Agree! See my next comment.


> Not really. Obsidian has its shares of problems too, and most of them originate from using Markdown.

Aha. Which problems do you mean?

> Markdown is a freeform text-format, and works very well for writing text, but it really sucks for data and structured content.

Joplin is using md to. And if Joplin does a good job on "data" and "structured content" (whatever you mean by that) by separating that in their DB, it's a big NO for me since it's a closed silo.

This: https://github.com/blacksmithgu/obsidian-dataview works so wonderful for me, and it never breaks anything in my simple md files.

> Most plugins and features in that area are very brittle and overspecialized, working only well enough in their specific use case.

Aha. I don't think so. Which authority says that? And even if It's like that, my markdown files would survive everything, since they are a) in git. https://github.com/denolehov/obsidian-git and b) easy to fix since it's a text file. Gosh!

> And gosh, Obsidian has really a huge amount of plugins for data-handling.

And gosh, this is a good thing!

> At some point, it was so bad that there were multiple competing task-plugins which broke each other just because they had different formatting for dates.

Installing multiple task plugins shows that something is "broke" on the user side. It's not the fault of Markdown or Obsidian.

Just have a look on: https://github.com/ivan-lednev/obsidian-day-planner but you dont need a fancy task plugin like this, if you know your way around https://github.com/blacksmithgu/obsidian-dataview or https://github.com/obsidian-tasks-group/obsidian-tasks

Since the Ecosystem around Obsidian and pure Markdown, most of the time I stay in my browser https://github.com/deathau/markdownload and nvim https://github.com/epwalsh/obsidian.nvim


> Joplin is using md to.

The way it's handled can make the difference in control.

> by separating that in their DB, it's a big NO for me since it's a closed silo.

Joplin is using a popular open database with a healthy community and good tooling. It's as open as markdown. Maybe not for you, when you lack the knowledge, but markdown is similar closed for anyone not understanding filesystems and editors.

> This: https://github.com/blacksmithgu/obsidian-dataview works so wonderful for me

Good for you, but that is very low level in terms of data-handling. Dataview is really just an elaborated search, there is no good level of interaction. Datacore, the next project of the Dataview is supposed to bring this, but it's not even usable yet AFAIK. Coincidental, the Obsidian-devs are also working on that front, but nothing is finished yet.

> https://github.com/denolehov/obsidian-git and b) easy to fix since it's a text file. Gosh!

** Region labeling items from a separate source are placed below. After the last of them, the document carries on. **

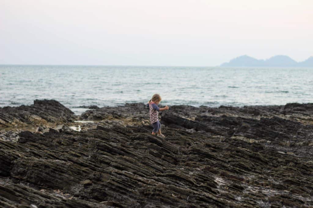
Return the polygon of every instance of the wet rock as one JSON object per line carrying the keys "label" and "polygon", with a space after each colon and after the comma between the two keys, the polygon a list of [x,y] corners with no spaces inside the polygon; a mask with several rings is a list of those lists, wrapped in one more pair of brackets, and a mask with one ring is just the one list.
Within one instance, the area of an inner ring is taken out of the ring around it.
{"label": "wet rock", "polygon": [[79,108],[88,108],[90,109],[99,109],[99,108],[96,105],[82,105],[80,106]]}
{"label": "wet rock", "polygon": [[0,128],[55,125],[76,118],[73,112],[54,100],[36,100],[31,105],[0,108]]}
{"label": "wet rock", "polygon": [[311,207],[310,105],[170,106],[164,138],[141,104],[88,110],[101,121],[80,131],[23,131],[0,140],[0,206]]}

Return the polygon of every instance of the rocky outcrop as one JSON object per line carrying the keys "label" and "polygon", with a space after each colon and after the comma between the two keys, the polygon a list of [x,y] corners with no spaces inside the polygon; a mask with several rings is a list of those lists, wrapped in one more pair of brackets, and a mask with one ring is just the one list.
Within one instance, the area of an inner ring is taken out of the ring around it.
{"label": "rocky outcrop", "polygon": [[55,125],[76,119],[74,113],[54,100],[36,100],[31,105],[0,108],[0,128]]}
{"label": "rocky outcrop", "polygon": [[80,132],[22,131],[0,140],[0,206],[311,207],[311,105],[170,106],[165,139],[141,104],[87,111],[100,121]]}

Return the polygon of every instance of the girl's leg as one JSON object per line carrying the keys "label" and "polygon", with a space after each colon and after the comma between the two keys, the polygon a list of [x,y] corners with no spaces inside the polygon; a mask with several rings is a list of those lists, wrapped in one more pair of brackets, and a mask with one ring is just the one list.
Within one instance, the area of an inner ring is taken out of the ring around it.
{"label": "girl's leg", "polygon": [[159,134],[162,134],[161,133],[161,123],[160,123],[160,121],[157,121],[158,124],[159,124],[159,131],[158,131],[157,133]]}
{"label": "girl's leg", "polygon": [[158,129],[158,124],[157,122],[158,122],[157,121],[152,124],[152,126],[153,127],[153,129],[152,130],[152,133],[151,133],[151,134],[152,135],[154,135],[157,133]]}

That's useless when the app itself is not working. And even worse if you are not realizing the errors early.

> Aha. I don't think so. Which authority says that?

My own experience. I've tested enough plugins over the years to know their dark corners.

> And even if It's like that, my markdown files would survive everything

The thing is, technically you are not even having proper markdown, but a fork with some extensions of Obsidian. So some features of your parts might break when switching away from Obsidian. And the reason for all this is also because markdown is lacking definitions for what obsidian-people are doing with it. Coincidentally, this seems also one of the reasons why Joplin is using a database.

> And gosh, this is a good thing!

Not if they all suck.

> Installing multiple task plugins shows that something is "broke" on the user side.

Sure, because the plugins are lacking features, its the users fault... Maybe some users have just very different levels of requirements from you.